BJ ran a hand through his shaggy blond hair.
“Okay,” he said. “We cashed in all our armor and weapons and magic stuff for the virtual gold pieces they used in the game, and then we put a couple of our software agents to work. We programmed them to make money, so that when we had time to get back to Lost Empire, we’d still be in the game, and with luck in a better position than when we left.”
“You had the software agents play you?”
“Play our characters, yeah. They had our passwords and just stayed logged on twenty-four/seven, buying and selling. It wasn’t hard, if our characters weren’t moving around, just buying stuff in the market in the Old Imperial City, which was basically the market for the whole world. We were, like, testing our work. Doing a proof-of-concept. And the thing worked out-in four weeks Rialto had Lost Empire on its knees. Between the two of us, we had monopolies in lumber mills, flour mills, the woods and fields the lumber and the flour came from, all the mines that produced iron, gems, gold, silver, and copper. We owned all the warehouses. If anyone else competed with us, we’d undersell them and drive them out of business, then buy whatever was left and jack the price up. That way we ended up with all the cash, too. The only thing we couldn’t control was the magic items, because the game produced those on a schedule, or randomly.”

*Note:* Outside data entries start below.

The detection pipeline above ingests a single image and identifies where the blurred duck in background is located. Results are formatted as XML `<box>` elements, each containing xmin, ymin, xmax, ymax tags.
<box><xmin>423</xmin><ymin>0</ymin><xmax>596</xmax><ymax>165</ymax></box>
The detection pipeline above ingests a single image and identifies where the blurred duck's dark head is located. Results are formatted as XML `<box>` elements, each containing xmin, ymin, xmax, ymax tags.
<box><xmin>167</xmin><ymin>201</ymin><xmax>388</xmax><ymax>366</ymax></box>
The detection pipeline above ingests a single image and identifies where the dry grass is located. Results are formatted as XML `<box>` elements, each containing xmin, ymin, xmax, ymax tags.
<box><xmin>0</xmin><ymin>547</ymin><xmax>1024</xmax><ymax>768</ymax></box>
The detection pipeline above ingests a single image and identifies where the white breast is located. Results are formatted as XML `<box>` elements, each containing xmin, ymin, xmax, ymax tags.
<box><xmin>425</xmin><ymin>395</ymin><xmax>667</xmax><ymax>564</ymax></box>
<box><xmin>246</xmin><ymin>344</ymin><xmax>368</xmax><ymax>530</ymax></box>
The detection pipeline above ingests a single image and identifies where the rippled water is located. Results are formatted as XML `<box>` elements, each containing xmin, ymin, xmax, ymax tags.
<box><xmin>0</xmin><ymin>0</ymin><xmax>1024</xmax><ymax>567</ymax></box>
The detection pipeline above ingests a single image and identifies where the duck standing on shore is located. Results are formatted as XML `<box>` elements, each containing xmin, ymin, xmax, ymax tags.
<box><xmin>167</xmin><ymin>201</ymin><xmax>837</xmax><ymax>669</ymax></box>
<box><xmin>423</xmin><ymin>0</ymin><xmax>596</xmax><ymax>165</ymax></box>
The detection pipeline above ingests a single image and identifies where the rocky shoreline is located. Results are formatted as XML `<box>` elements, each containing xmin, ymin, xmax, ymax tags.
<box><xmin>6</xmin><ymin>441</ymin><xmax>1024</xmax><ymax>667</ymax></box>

“By ‘we,’ you mean the agents.”
“The software, yeah. And Lost Empire came to a screeching halt. The game masters had to shut everything down, and they confiscated all our property and gave the players a bunch of free game gold to make up for being ripped off.” He laughed. “God, we were infamous. But they didn’t know our real names, just our online identities. Otherwise we might have gotten our asses sued off.”
A cold ice-water thought drenched Dagmar’s brain.
“Is that what the Chinese are doing?” she asked. “In the real world?”
“Using software agents?”
“Yeah.”
BJshook his head. “Lost Empire basically had only a couple of dozen tradeable commodities, that and armor and weapons and magic stuff. The real world has fifty million times as much complexity, and real-world economies have more mechanisms for correcting themselves.” He grinned. “Believe me, Charlie and I discussed this. We had all sorts of fantasies about conquering the real world the same way we conquered Lost Empire.” He shrugged. “But you know how the agents we unleashed on the real-world markets turned out. They’re good, they’re making money for Charlie and everyone who rents one…” He laughed. “Nobody owns the planet yet.”
“Guess not.”
Twelve point three billion, she thought. But even that wasn’t enough to bring down a large, diverse, robust economy like that of Chile.
Chad, maybe.
Something else was going on.
She thanked BJ for listening, paid for both meals, and took the 101 back to the valley. She worked past ten o’clock, at which point the thought of a swim in her apartment’s pool began to creep softly into her mind. Doing laps in the pool alone in the night, as she’d done in Indonesia. She began to think of the weightlessness, the water caressing her skin, the silence. The eerie glow of the underwater floodlight.
Eventually she couldn’t concentrate on work any longer and drove home.